The locals and the concerned officials, on the other hand, are locking horns over less significant issues.  Legal Advisor of Solid Waste Management and Resource Mobilisation Centre (SWMRMC) Dipendra Oli said locals have rebuffed their call for talks on various pretexts. “We have been asking the locals for the last few days and even issued an official request for talks but they didn’t pay attention,” said Oli adding that the locals asked the centre to send a vehicle to fetch them.

He added that sending a vehicle to fetch the demonstrators would set a wrong precedent. “So, we didn’t send a vehicle,” he added. Nevertheless, Aletar locals do not buy this argument. “We were ready to come to talks but the officials said they were busy,” said Chandra Bahadur Shrestha, a local. Shrestha added the obstruction would continue unless the government fulfills all of their demands. 

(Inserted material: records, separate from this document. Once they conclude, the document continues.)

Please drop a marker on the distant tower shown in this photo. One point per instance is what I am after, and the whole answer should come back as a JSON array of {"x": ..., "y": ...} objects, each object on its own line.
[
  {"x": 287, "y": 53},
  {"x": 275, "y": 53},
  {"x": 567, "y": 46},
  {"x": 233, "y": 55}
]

Locals residing near the landfill site have been obstructing waste disposal since Monday putting forth a 14-point demand, including employment for 25 locals and establishment of an 80-bed hospital.

According to KMC, over 1400 tonnes of garbage is awaiting disposal in the Capital’s streets.  Oli said they are looking for alternatives to dispose the garbage. “We are getting a lot of pressure fearing that the garbage in the streets might lead to outbreak of diseases.” He added that the situation might change for better from Saturday.